To Harbour the Harbourless
Behind the scene ...
For many people during the 1830s there was a fine line between having accommodation and homelessness. The 1836 Poor Law Inquiry, referring to information gathered on housing in Dublin, reported that “many houses once held by ‘respectable people’ are now in a wretched condition, being let in rooms; at least three fourths may now be called ‘poor’. Density was very high, with an average two or three families in each room, a family generally being composed of four or five individuals. The lodging houses, the lowest class of dwelling excepting only the street itself, had generally no bedding, but a handful of straw and the clothes worn by day; very badly ventilated and mostly in wretched repair, with the sewers ill-supplied and in a most dreadful state for want of cleanliness.” (Prunty, 1998, pp. 284-285)
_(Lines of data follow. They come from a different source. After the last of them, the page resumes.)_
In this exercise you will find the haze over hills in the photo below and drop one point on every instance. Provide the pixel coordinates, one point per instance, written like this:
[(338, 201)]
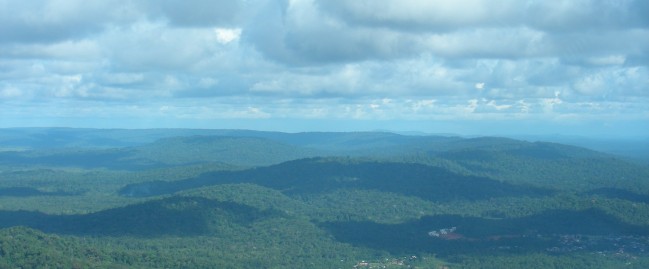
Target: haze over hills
[(249, 199)]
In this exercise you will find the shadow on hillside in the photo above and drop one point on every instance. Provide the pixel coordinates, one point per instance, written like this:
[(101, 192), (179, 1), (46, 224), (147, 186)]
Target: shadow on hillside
[(473, 235), (308, 176), (179, 216), (621, 194)]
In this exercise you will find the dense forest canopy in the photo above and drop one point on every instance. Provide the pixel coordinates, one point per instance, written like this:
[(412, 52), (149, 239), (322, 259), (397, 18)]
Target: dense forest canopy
[(92, 198)]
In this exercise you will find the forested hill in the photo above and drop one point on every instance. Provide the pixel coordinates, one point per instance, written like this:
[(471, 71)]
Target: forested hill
[(180, 198)]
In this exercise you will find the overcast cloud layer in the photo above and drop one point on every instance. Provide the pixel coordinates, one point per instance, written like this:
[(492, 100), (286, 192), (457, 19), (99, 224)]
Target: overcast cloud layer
[(574, 67)]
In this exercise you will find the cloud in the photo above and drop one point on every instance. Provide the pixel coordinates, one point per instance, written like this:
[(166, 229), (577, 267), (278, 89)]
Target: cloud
[(315, 59)]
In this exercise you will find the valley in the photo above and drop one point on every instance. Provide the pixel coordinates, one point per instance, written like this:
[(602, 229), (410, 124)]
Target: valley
[(186, 198)]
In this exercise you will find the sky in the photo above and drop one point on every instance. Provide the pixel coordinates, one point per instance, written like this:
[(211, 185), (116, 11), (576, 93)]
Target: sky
[(474, 67)]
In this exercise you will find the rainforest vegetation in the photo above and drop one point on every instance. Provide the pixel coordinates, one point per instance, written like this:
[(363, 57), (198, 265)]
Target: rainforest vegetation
[(183, 198)]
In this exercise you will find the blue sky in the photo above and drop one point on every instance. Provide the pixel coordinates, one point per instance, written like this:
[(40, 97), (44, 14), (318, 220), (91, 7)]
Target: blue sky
[(505, 67)]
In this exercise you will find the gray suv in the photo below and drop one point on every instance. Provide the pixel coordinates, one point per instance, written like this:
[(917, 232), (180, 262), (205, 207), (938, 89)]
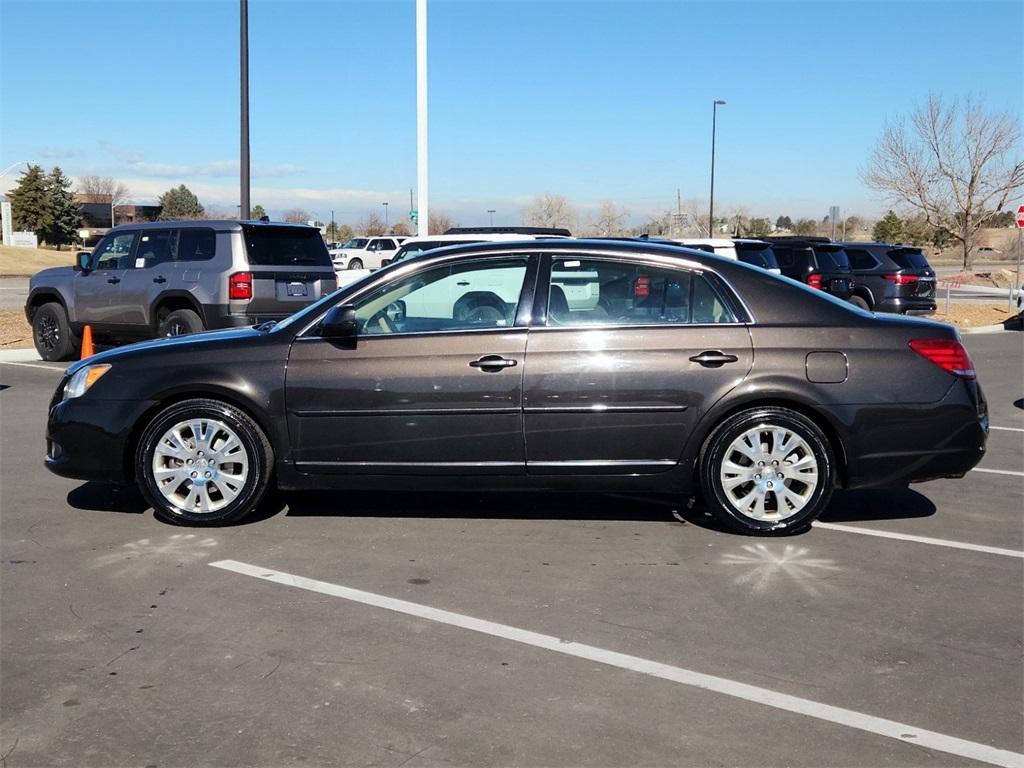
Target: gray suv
[(176, 278)]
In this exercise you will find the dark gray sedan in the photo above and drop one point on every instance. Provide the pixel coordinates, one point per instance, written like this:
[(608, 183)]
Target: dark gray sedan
[(546, 365)]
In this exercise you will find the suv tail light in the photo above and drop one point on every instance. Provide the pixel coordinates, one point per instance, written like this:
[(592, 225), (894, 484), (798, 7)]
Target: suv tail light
[(901, 280), (947, 354), (240, 286)]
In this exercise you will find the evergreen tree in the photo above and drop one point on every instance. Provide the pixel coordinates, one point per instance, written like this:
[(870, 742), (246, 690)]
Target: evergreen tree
[(179, 203), (889, 228), (65, 215), (29, 202)]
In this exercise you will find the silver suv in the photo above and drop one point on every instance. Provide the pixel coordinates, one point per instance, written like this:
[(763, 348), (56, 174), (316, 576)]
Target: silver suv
[(176, 278)]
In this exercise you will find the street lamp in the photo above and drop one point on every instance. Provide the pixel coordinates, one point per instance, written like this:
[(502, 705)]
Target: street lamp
[(711, 212)]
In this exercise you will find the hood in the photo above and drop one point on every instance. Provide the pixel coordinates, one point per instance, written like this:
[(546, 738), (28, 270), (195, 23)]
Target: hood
[(195, 342)]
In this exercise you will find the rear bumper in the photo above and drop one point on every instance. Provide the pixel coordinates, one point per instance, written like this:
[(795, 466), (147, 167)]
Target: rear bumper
[(895, 444)]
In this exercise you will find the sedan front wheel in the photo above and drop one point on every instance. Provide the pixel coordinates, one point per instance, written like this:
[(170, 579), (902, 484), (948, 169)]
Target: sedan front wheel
[(767, 470), (203, 462)]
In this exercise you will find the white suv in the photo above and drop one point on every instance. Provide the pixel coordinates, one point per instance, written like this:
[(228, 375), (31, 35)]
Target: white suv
[(366, 253)]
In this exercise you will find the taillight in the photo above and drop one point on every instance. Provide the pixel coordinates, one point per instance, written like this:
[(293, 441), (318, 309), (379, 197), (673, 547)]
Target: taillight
[(947, 354), (901, 280), (240, 286)]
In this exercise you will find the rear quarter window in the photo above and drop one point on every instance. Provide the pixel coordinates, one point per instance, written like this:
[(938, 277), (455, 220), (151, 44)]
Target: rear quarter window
[(285, 246)]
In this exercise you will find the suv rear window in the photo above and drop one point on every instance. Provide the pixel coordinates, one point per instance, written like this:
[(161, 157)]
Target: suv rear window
[(909, 259), (284, 246), (832, 259)]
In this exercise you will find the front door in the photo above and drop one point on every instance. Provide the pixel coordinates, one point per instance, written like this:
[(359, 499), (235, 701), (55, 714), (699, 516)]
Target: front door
[(97, 292), (433, 383), (629, 357)]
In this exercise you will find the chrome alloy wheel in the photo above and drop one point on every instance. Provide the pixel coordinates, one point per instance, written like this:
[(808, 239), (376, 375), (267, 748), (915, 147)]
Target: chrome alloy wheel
[(200, 465), (769, 473)]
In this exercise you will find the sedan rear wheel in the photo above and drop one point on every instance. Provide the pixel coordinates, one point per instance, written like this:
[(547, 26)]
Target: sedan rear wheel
[(203, 463), (767, 470)]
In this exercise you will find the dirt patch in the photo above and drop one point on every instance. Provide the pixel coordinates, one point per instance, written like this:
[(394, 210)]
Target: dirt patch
[(14, 331), (966, 314)]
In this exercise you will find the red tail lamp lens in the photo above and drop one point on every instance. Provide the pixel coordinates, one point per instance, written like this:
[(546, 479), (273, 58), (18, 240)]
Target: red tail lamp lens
[(240, 286), (947, 354)]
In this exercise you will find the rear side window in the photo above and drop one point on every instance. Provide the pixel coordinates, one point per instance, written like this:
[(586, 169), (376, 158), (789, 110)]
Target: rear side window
[(197, 244), (285, 246), (909, 259)]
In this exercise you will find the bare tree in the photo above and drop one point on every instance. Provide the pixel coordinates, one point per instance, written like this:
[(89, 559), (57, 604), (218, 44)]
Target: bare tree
[(953, 165), (297, 215), (550, 210), (372, 225)]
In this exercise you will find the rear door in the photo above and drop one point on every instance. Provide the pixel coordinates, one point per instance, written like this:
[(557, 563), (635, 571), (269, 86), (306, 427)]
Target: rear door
[(290, 268), (627, 357)]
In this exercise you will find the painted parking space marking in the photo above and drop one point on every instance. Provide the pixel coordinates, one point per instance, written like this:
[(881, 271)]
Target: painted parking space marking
[(920, 539), (889, 728)]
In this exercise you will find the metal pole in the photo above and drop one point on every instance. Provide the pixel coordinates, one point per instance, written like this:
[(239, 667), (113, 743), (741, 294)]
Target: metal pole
[(244, 210), (423, 221), (711, 209)]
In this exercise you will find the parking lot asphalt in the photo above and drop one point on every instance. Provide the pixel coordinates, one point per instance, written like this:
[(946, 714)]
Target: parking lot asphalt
[(120, 645)]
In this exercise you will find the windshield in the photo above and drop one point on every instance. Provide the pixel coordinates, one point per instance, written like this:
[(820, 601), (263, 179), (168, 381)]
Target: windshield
[(412, 250), (757, 254), (279, 246)]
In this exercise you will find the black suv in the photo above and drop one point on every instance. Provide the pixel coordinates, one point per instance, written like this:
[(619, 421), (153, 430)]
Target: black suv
[(891, 279), (816, 261)]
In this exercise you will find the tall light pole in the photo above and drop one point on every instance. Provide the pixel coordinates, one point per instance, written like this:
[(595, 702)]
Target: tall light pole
[(711, 211), (423, 215), (244, 72)]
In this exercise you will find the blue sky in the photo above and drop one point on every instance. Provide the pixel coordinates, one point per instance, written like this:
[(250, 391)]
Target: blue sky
[(595, 100)]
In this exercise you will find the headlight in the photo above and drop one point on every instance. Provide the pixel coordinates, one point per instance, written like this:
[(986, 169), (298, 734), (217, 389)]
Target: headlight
[(84, 379)]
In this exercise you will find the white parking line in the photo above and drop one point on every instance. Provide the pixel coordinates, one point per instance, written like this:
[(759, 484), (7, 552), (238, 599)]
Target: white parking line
[(1013, 472), (889, 728), (921, 539)]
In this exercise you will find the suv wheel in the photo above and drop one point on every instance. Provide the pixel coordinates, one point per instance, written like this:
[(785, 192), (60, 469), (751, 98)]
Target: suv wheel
[(51, 333), (767, 470), (203, 462), (180, 323)]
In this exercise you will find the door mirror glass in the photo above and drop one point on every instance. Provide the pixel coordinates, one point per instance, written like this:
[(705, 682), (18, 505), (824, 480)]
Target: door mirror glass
[(339, 323)]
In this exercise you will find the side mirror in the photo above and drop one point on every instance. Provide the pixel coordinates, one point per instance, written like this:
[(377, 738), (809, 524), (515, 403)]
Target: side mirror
[(340, 323)]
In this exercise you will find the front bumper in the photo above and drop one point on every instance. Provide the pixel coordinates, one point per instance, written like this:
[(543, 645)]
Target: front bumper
[(89, 439)]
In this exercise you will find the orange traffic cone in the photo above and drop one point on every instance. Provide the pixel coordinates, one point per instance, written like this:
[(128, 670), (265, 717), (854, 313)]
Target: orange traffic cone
[(87, 350)]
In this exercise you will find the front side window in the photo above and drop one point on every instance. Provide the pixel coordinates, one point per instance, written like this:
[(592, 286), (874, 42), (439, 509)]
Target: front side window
[(115, 252), (589, 292), (464, 296)]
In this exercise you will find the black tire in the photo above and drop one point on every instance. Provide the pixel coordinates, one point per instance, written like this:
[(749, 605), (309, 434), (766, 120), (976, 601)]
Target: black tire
[(180, 323), (717, 448), (259, 455), (51, 334)]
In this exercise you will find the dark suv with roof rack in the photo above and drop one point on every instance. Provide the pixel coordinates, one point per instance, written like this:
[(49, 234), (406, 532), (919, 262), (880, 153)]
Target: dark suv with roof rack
[(892, 278), (816, 261)]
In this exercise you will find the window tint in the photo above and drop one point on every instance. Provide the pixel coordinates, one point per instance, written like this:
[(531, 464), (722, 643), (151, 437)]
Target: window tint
[(156, 246), (466, 296), (861, 259), (115, 252), (587, 292), (285, 246), (197, 244)]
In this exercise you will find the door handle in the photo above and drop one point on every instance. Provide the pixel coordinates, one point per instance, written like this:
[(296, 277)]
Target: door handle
[(714, 358), (493, 363)]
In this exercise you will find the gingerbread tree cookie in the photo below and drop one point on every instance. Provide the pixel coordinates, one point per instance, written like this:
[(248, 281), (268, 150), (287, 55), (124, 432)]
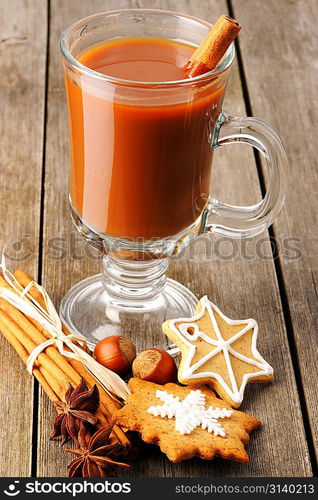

For destitute women with no permanent accommodation, prostitution became one of the few viable means of making a livelihood, outside of domestic service. Luddy’s study (1990, pp. 51-84), cited in Prunty (1998, p. 264), reveals “the vast majority of ‘common prostitutes’ to be typically poor, illiterate, between twenty and thirty years of age and with a previous police record.”
References
Prunty, J. (1998) Dublin Slums 1800-1925: A Study in Urban Geography Dublin: Irish Academic Press.